Reinforcement Learning Framework for Autonomous Surface Vehicles (ASV)

About this repository

This repository contains the implementation and simulation environment used in the research paper "Advancing ASV Autonomy for Environmental Cleanup: A Deep Reinforcement Learning Framework for Floating Waste Capture." It extends the RANS (Reinforcement Learning Autonomous Navigating Systems) (https://github.com/elharirymatteo/RANS/tree/main) framework, integrating buoyancy and hydrodynamics models for efficient ASV training and operation.

Our framework includes a highly parallelized environment with domain randomization and system identification techniques to bridge the sim-to-real gap for ASV applications. This repository aims to support ASV autonomy, particularly for tasks such as floating waste capture and contributing to environmental conservation efforts.
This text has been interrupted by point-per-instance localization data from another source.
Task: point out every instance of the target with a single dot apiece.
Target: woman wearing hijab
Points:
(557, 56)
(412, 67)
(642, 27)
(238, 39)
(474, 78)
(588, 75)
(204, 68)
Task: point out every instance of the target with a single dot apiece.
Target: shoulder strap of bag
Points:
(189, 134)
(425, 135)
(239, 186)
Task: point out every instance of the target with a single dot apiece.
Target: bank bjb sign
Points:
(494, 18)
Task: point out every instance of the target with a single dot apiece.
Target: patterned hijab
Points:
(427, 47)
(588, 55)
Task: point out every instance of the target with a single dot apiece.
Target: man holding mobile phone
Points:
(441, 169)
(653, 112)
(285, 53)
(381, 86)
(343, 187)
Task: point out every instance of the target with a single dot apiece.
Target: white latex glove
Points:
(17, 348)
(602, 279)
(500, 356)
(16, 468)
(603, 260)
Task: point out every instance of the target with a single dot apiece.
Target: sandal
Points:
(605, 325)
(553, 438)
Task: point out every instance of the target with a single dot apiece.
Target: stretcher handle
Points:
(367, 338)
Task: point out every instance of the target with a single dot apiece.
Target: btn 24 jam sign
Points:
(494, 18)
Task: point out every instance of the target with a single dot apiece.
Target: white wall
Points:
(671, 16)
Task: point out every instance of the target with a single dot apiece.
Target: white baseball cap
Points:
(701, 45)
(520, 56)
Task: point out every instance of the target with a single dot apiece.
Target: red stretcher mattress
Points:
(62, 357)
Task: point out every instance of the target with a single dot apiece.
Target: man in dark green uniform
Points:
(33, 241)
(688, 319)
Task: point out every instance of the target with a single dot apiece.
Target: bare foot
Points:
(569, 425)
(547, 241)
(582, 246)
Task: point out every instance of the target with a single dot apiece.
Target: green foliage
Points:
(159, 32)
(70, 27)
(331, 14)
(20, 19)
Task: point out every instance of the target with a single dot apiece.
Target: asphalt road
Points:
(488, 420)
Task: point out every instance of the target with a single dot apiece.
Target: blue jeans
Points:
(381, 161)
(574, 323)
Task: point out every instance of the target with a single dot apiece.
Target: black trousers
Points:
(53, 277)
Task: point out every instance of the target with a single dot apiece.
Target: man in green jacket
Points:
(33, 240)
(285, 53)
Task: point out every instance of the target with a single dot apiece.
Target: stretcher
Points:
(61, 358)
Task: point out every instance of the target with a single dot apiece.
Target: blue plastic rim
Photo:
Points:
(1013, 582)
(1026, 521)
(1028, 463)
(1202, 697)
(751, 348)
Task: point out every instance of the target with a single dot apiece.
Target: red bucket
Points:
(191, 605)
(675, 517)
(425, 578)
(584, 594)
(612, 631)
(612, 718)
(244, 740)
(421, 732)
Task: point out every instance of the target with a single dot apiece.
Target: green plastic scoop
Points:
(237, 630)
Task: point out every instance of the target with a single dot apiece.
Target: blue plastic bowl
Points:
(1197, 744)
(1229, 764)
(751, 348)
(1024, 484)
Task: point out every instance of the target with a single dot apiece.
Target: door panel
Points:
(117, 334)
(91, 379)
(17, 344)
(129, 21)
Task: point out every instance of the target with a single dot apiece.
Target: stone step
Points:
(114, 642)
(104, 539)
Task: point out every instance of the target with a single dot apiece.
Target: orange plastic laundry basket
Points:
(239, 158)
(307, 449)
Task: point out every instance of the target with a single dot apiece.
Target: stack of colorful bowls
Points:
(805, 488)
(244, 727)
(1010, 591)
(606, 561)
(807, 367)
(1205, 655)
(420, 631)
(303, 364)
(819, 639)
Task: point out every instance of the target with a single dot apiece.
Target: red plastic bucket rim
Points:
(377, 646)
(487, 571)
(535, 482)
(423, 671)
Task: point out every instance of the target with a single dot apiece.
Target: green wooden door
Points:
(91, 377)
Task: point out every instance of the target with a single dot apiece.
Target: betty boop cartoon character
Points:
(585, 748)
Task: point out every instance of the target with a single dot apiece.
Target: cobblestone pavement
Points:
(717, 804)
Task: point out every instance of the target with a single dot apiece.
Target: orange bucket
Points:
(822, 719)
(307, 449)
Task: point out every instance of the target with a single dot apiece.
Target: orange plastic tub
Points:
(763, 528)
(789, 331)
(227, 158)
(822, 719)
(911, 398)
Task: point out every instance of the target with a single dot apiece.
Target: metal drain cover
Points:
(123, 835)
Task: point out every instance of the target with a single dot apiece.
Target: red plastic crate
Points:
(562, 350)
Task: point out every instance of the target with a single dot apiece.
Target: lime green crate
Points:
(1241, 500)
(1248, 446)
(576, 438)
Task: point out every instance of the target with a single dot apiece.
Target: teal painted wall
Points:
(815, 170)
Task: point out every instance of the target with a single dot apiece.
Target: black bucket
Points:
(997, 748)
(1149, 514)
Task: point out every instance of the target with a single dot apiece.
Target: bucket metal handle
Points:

Without Water Visualization	With Water Visualization

How to run - For Quick TEST

Training PYTHON_PATH scripts/rlgames_train.py task=USV/IROS2024/USV_Virtual_CaptureXY_SysID-TEST train=USV/USV_PPOcontinuous_MLP headless=True enable_livestream=True experiment=Capture-TEST
Test PYTHON_PATH scripts/rlgames_train.py task=USV/IROS2024/USV_Virtual_CaptureXY_SysID-TEST train=USV/USV_PPOcontinuous_MLP test=True checkpoint=runs/Capture-TEST/nn/Capture-TEST.pth num_envs=32

Task Description - Capture + @

Currently, we provide main task capture, which was highlighted in the paper, with minor tasks GoToPose, KeepXY, TrackXYVelocity, and TrackXYOVelocity, which could be run with minor updates as well. :

Capture Task for ASV: The "Capture" task is formulated to simulate the activity of an ASV in pursuing and collecting water floating waste autonomously in a two-dimensional space. The ASV must effectively navigate towards a predefined target, and capture it by passing over the target with precision.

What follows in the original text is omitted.